Dalla colpa al nuovo mattino
La cura Danger Mouse di Modern Guilt (2008) porta Beck a spaziare
verso sonorità di chiara reminiscenza sixties riviste alla luce
del presente. Così si riscopre neobeatlesiano nella title-track e in
Volcano, e dimostra tra l’altro di sentirsi perfettamente a suo agio
in quei panni, che la spalla scelta lo aiuta a cucirsi con precisione
sartoriale. Dai ritmi compressi e sincopati di Orphans Youthless
e Replica al riff e al boogie di Soul of a Man e Profanity Prayers è
tutto un “vecchio stile con suoni nuovi” e un viceversa. Per quanto
stimolante, è un disco a cui manca ancora di qualcosa a livello
di songwriting per rivaleggiare con le sue opere migliori. Alla
fine degli anni Zero, Beck vive un periodo di relativa inattività dal
punto di vista discografico, ma non sparisce affatto dalle scene.

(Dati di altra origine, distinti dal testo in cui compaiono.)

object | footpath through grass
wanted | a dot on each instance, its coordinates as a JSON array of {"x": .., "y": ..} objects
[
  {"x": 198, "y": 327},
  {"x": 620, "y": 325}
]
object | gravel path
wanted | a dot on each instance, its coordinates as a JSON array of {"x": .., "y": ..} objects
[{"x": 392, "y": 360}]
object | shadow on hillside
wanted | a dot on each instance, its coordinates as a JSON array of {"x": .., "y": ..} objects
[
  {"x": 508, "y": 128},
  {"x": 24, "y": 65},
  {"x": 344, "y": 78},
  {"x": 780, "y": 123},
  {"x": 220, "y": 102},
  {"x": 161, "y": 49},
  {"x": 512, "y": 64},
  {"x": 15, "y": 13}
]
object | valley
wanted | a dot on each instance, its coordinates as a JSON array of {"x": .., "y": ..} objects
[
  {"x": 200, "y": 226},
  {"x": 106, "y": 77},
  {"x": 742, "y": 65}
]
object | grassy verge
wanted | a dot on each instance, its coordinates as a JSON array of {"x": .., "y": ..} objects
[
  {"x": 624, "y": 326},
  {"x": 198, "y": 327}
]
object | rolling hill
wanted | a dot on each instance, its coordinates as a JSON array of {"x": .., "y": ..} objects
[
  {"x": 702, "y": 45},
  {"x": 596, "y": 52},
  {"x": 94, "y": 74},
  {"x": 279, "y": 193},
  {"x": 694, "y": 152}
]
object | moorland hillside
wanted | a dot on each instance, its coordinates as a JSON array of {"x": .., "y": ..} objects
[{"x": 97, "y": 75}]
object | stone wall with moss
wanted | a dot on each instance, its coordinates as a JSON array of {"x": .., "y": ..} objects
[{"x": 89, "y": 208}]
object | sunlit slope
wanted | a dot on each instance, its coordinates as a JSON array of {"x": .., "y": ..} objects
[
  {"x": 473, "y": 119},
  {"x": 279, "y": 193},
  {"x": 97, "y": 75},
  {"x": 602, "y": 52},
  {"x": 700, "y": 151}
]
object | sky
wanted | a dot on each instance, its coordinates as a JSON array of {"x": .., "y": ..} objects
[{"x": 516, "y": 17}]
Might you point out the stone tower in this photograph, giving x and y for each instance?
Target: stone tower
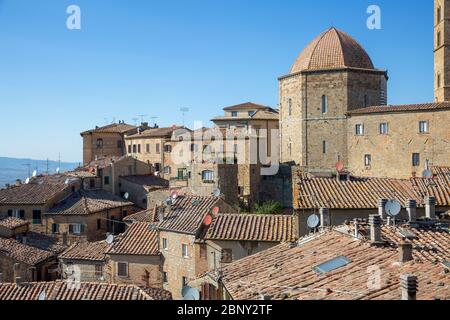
(332, 75)
(442, 50)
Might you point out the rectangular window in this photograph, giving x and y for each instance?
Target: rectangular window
(98, 271)
(367, 160)
(55, 228)
(37, 217)
(122, 269)
(416, 159)
(384, 129)
(227, 256)
(359, 129)
(184, 248)
(423, 127)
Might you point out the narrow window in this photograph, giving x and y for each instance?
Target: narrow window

Lo si trova attivissimo in veste di produttore a fianco di Thurston
Moore, nella parentesi semiacustica del buon Demolished
Thoughts, di Stephen Malkmus e dei suoi Jicks per Mirror Traffic
e soprattutto di Charlotte Gainsbourg in IRM. Soprattutto,
perché l’album della figlia dell’indimenticato Serge è per buona
parte farina anche del sacco del signor Hansen, avendo lui scritto
la maggior parte delle canzoni e curato la confezione su misura
per la vocalità di Charlotte, aiutandola a dare il meglio di sé tra
alt-folk e un piglio da chanteuse moderna ed eclettica.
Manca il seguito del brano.